Freedom is a core value, if not the foundational value of the American Way.
Politicians and special-interest groups often use the rally-cry of freedom to elicit support for their cause. They stir up our defense mechanisms by telling us that the government is about to strip us of our basic rights and freedoms, and tell us to vote for them as champions of freedom against perceived government overreach.
Fueling our fiery passions with a rally-call to freedom, the end result is that they slyly manage to keep us from doing our homework. Of course we want freedom! So, without giving serious consideration to the actual implications of their platform and agenda and its consequences, we rally behind them: “Yah, down with government; up with Freedom!!”
But what is freedom? What does it mean to be free? You think you know, until you are forced to, let’s say, explain its meaning to a fourth grader, a ten year-old. Then what do you say: “Freedom is to be able to do what you want, whenever you want, as you want—to do whatever we please.” I don’t think so.
Freedom has its rules, regulations and limitations. Freedom presumes knowledge and responsibility. Freedom assumes self-control and self-restraint. Freedom calls for respect and consideration of others. Freedom requires staying within certain boundaries. Freedom is never license to do as we please.
I am not free to play the piano. Why? Because, I have not learned the rules of playing the instrument—hand placement, finger movement, and chords, etcetera. That is, I am only free to play the piano and to become a pianist only when I am willing to learn and to submit to the given rules and ‘regulations’ for playing such an instrument. Likewise, I am not free to play the game of football unless I know and am willing to submit to the rules of the game. Freedom in life, and in society, is the same. It calls for the learning of, and the submitting to, life’s positive restrictions for individual and for community—truth, justice, equity, mercy, and love, for example.

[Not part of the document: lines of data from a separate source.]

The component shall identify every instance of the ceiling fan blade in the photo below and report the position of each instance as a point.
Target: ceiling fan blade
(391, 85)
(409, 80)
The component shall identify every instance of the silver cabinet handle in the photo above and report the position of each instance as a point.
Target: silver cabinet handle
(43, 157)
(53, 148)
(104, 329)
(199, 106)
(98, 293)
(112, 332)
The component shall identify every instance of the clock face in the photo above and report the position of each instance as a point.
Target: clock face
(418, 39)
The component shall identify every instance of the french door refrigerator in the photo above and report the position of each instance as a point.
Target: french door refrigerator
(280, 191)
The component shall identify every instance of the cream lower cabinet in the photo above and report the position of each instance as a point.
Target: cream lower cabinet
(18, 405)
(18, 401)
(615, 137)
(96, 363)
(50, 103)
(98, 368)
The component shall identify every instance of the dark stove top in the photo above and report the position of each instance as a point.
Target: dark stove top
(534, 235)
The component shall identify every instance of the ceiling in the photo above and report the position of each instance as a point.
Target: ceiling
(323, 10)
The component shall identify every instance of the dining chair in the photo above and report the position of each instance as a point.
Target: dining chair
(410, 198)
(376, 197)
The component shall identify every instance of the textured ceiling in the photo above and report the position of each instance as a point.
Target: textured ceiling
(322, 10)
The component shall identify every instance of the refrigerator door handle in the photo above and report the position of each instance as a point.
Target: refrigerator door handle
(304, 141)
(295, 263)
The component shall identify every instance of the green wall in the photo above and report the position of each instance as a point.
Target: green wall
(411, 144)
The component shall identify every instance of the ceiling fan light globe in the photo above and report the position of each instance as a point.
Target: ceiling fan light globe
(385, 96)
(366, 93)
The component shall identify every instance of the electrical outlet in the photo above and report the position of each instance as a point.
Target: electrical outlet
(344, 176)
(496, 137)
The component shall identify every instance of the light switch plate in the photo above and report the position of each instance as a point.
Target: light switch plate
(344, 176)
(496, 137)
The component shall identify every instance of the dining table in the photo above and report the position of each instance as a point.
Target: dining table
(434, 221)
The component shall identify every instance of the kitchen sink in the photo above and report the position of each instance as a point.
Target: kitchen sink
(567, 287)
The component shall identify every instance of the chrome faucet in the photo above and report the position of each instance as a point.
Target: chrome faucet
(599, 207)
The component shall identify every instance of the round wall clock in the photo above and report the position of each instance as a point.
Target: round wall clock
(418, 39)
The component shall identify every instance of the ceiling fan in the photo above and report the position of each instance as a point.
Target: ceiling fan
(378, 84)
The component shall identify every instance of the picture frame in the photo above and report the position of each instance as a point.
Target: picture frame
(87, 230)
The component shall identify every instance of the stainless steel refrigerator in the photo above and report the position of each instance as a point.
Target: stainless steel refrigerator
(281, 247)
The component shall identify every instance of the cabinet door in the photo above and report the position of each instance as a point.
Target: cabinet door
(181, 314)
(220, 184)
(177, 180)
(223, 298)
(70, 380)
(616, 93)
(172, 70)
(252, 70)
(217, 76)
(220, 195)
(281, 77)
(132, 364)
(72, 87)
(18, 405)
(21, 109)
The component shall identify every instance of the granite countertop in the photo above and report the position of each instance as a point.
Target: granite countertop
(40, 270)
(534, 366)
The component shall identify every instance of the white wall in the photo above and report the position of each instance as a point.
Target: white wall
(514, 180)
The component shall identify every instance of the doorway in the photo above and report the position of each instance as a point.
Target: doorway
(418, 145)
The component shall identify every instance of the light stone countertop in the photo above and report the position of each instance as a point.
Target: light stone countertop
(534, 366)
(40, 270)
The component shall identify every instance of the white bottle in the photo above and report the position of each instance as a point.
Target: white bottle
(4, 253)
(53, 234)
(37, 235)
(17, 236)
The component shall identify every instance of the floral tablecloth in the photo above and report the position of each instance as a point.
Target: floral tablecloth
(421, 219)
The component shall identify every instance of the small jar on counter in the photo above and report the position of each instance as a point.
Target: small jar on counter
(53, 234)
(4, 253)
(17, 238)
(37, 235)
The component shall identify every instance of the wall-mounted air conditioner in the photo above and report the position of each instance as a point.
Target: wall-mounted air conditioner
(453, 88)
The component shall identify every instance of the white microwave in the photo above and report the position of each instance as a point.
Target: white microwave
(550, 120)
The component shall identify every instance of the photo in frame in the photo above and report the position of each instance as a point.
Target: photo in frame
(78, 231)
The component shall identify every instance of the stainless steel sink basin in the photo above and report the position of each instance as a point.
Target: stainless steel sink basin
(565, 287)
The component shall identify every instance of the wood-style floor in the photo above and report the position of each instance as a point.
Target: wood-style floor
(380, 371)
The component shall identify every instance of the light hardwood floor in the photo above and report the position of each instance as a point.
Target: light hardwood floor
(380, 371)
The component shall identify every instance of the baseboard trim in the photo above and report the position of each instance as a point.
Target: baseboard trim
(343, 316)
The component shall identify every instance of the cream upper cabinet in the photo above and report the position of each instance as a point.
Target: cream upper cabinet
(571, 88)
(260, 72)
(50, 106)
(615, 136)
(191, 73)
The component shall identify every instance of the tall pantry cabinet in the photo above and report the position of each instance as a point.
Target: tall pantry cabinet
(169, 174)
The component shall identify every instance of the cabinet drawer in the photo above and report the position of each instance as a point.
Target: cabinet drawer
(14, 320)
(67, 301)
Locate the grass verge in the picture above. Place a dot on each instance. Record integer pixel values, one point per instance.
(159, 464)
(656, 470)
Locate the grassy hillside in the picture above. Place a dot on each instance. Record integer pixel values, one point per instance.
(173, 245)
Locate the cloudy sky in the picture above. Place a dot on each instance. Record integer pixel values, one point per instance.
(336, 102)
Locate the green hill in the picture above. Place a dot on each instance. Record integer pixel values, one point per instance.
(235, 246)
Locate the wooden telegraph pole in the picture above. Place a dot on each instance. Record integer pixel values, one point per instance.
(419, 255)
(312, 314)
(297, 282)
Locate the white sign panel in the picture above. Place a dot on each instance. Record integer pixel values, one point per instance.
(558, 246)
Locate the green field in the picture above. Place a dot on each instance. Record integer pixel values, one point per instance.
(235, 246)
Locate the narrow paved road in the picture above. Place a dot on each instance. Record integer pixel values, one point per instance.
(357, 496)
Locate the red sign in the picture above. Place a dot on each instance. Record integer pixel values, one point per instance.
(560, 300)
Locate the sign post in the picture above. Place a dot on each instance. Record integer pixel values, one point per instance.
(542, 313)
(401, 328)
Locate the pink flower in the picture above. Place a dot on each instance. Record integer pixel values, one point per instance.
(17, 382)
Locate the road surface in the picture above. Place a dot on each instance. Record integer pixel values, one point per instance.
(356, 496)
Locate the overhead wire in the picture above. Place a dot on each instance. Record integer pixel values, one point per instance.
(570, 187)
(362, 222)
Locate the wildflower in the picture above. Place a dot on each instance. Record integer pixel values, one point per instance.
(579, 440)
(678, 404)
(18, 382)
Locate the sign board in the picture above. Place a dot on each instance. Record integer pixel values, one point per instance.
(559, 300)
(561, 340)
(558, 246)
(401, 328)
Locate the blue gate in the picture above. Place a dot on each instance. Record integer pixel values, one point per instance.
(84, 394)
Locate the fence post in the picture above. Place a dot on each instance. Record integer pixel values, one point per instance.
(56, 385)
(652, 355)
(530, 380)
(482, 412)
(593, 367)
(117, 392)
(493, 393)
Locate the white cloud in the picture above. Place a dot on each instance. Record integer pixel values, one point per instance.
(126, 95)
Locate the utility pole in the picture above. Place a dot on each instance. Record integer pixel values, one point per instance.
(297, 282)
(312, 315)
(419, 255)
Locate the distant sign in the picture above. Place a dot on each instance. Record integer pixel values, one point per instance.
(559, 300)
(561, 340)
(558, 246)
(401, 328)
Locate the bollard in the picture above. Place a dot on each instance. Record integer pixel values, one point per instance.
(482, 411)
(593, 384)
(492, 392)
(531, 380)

And so, we are never truly free in life until we have learned to submit to the given rules and regulations that make for a positive, prosperous, good and just life. For example, the freedom to drink to excess and become addicted to alcohol and/or drugs is not real freedom. On the contrary, it is enslavement, which is ruinous and destructive to one’s personal life as well as one’s community. But learning to submit to the principles and dictates of self-control, moderation, and self-discipline, for example, provides the freedom to excel and grow into a real productive and fruitful human being within one’s community. In short, freedom demands that we submit to certain social boundaries and personal limitations in order to thrive as individuals and as a community.

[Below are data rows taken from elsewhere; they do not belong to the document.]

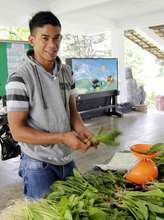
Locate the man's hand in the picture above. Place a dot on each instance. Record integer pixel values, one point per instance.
(73, 140)
(86, 136)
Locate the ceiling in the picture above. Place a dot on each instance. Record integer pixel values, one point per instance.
(87, 16)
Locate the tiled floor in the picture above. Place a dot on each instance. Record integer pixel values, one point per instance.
(136, 128)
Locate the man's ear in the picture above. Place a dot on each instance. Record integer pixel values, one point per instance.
(31, 40)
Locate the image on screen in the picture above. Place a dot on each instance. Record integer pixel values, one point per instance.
(94, 74)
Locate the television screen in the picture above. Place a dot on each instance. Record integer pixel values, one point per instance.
(94, 74)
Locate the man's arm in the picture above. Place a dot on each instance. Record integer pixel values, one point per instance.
(23, 133)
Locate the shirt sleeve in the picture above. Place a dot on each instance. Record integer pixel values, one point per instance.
(16, 94)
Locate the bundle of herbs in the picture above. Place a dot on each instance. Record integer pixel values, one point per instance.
(102, 197)
(107, 138)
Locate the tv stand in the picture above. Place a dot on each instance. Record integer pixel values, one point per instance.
(97, 104)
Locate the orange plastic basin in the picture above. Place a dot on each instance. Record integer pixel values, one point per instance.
(143, 172)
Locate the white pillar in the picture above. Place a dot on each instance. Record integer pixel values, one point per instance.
(117, 47)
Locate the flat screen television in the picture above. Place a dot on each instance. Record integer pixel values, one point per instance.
(94, 75)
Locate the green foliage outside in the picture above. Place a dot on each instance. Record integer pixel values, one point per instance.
(99, 45)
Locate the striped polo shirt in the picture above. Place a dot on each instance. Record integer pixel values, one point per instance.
(45, 97)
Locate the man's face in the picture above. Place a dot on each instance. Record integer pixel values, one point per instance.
(46, 41)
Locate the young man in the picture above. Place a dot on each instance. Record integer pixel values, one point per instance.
(41, 109)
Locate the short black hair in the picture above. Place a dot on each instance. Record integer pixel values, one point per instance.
(42, 18)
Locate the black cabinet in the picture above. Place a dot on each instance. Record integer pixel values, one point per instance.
(97, 104)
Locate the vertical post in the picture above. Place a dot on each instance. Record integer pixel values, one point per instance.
(117, 47)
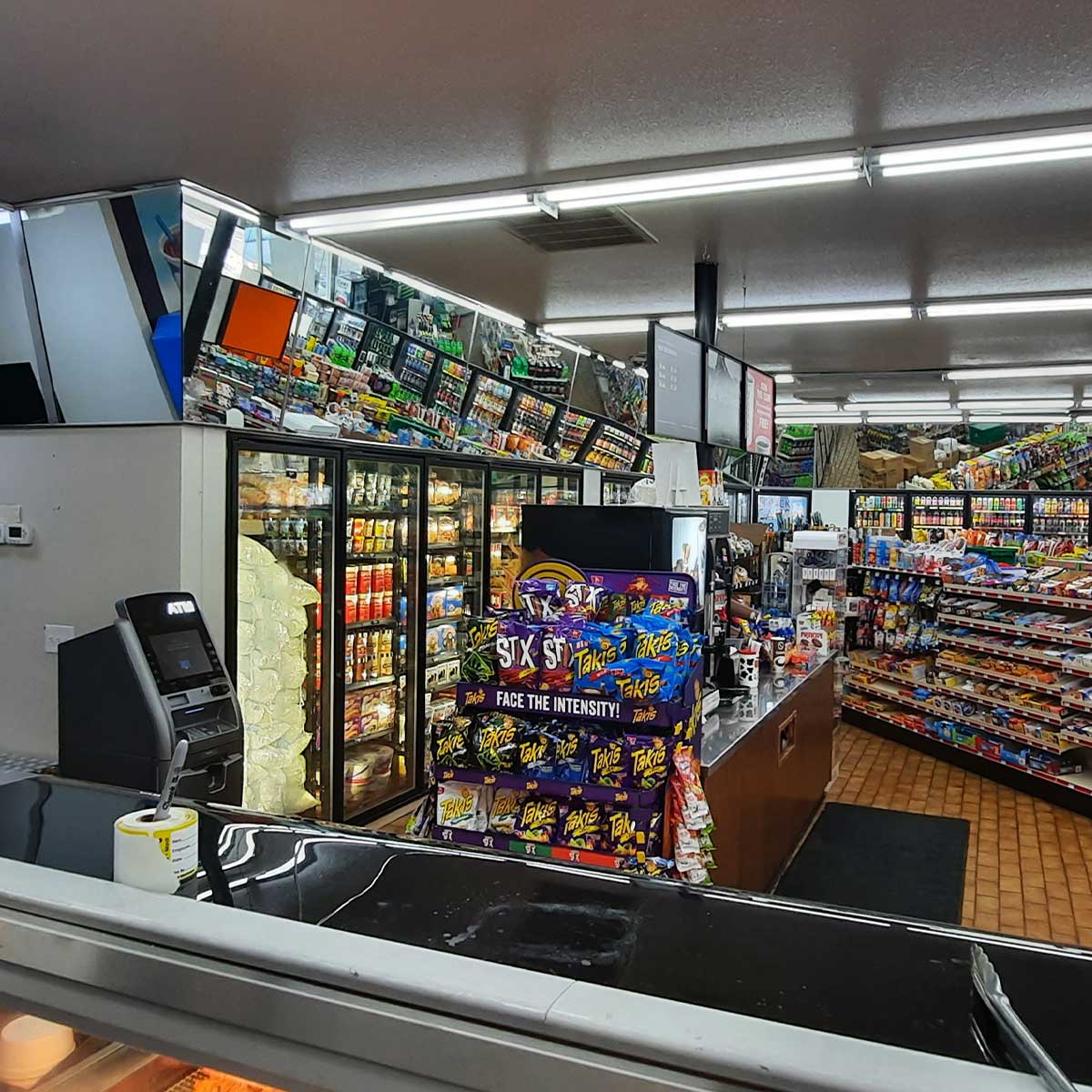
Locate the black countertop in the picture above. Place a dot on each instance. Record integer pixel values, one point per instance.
(862, 976)
(738, 716)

Thus, freedom is not only a matter of being free from something but also being free to… to do and to be, to become. The environment, the community’s setting and context, society and culture must make it conducive for a free people to thrive and prosper. And that means a people’s willingness, as individuals and as a community, to admit personal limitations and accept a certain amount of social regulation, and to submit to the rules of the game, in order to assure that everyone has the potential to succeed.